Pay walkouts disrupt Devonport dockyard


Pay walkouts disrupt Devonport dockyard

Non-industrial workers have staged a highly successful half-day strike at Devonport dockyard in protest at a "shoddy" performance pay system.

Fourteen hundred specialist engineers, mangers and administration staff in the Prospect union walked out or drove out halfway through their shifts from all five of the yard’s gates.

At the main Camel’s Head Gate they were greeted by Prospect General Secretary Paul Noon and members of their Branch Council. Noon said:

"Members have given tremendous support to the call for action. This is a clear demonstration of the anger of members and the company now needs to heed that message.

"The workforce have shown they will not put up with a shoddy system of performance pay that denies satisfactory performers the chance of ever getting the rate for the job."

Del Northcott, Prospect Branch Secretary at Devonport, said DML and Babcock, the yard’s new owners, could now see how unhappy staff were at the performance pay plans. "The way staff have been treated is plain wrong and must change. A lot of pressure was put on members not to come out. The fact they did reflects a complete loss of confidence in management."

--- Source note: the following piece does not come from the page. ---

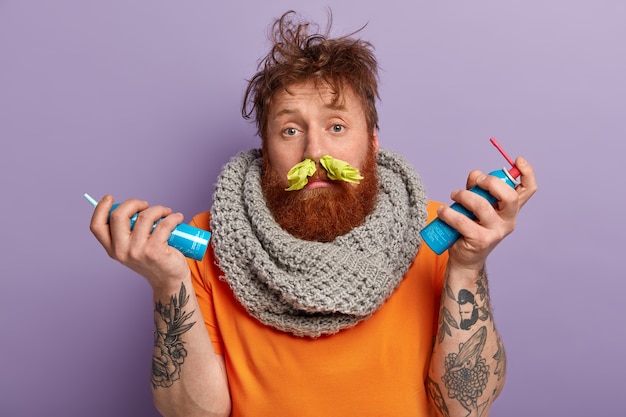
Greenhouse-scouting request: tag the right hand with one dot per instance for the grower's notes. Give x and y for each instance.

The action by Prospect members, who supervise industrial workers, halted all work at the yard on ships, submarines, yachts and trains. Staff in the finance, pension and payroll departments also joined in. "Devonport was like a ghost town today," added Northcott.

The strike is the first at the yard since privatisation. It follows months of negotiations after Devonport Management Limited’s decision to impose a new pay structure at the yard which reserves pay progression payments solely for good or excellent performers. The previous progression system was unilaterally terminated by the company in 2004.